In the 8th District, Republican Stewart Mills is taking his second run at unseating Democratic U.S. Rep. Rick Nolan. The challenger lost to Nolan by just 4,000 votes in 2014.
Mills, scion of the Mills Fleet Farm family, Nolan and their allied outside groups spent a combined $17 million on their last race, and this year’s contest may be costlier.

Legislature up for grabs

The House DFL and Senate Republican minorities each need to flip just six seats next November to take control of their respective chambers.
Republicans currently control the House, 72 seats to 62, while DFLers hold a 39-28 majority in the Senate.
With DFLer Mark Dayton in the governor’s office, the legislative elections with decide whether state government remains divided or returns to the one-party DFL rule it had in 2012-13.
“To me, the state House races are the real hinge for the future of Minnesota politics,” Schier said. “If it goes DFL, you will have a very different agenda for the next two years.”
The House has a history of flipping.

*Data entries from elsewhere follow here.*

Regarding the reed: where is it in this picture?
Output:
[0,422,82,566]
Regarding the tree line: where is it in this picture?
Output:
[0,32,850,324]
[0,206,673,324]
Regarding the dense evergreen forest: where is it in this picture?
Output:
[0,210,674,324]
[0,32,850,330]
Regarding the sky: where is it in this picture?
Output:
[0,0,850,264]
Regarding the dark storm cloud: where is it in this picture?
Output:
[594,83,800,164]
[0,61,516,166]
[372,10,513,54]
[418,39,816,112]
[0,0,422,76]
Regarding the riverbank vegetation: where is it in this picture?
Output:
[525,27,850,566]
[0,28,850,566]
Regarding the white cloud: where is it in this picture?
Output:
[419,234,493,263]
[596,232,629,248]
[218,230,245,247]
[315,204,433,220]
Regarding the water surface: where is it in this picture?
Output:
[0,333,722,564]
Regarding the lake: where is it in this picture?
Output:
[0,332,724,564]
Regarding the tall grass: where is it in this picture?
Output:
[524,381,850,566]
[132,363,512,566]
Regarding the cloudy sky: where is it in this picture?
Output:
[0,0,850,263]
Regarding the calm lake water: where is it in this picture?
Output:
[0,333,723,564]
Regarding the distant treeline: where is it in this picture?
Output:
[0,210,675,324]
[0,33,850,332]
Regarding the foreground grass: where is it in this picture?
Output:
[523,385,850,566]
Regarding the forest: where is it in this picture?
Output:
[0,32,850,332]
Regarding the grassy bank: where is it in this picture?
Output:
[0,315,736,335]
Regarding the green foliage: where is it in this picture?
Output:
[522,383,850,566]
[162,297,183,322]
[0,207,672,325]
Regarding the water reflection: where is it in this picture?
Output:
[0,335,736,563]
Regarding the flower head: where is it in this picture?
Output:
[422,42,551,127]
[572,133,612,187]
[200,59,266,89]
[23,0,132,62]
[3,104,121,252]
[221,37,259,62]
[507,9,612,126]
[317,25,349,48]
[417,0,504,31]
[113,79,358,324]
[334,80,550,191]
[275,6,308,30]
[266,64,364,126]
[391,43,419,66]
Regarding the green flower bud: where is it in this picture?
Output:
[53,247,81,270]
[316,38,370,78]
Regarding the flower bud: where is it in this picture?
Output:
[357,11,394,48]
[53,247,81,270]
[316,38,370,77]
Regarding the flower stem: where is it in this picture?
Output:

Partisan control has changed hands four times in the last five election cycles.
When Republicans took control in 2014, 10 of the 11 seats they picked up were in rural Minnesota. Now DFLers are aiming to win back those districts.
Five and possibly six of the 10 outstate DFLers who lost two years ago are running again this year.
“The path to victory for the DFL to regain the House majority is winning rural Minnesota, and I feel good about our chances to do that,” said Marquart, the deputy House DFL leader.
Their chances are better this time around, he said, because “now we can compare our records.”
In 2014, Republicans ran on a theme that the then-DFL majority “turned their backs on Greater Minnesota.” The governor and all top legislative leaders were all Twin Cities DFLers, they pumped piles of state tax dollars into high-profile Minneapolis and St. Paul projects, such as light-rail transit, the Vikings stadium and the downtown St. Paul ballpark, and they pushed a big-city liberal social agenda including legalizing same-sex marriage and new restrictions on bullying in schools.
In that campaign, “Republicans made promises for rural Minnesota, and they failed to deliver on them,” Marquart said.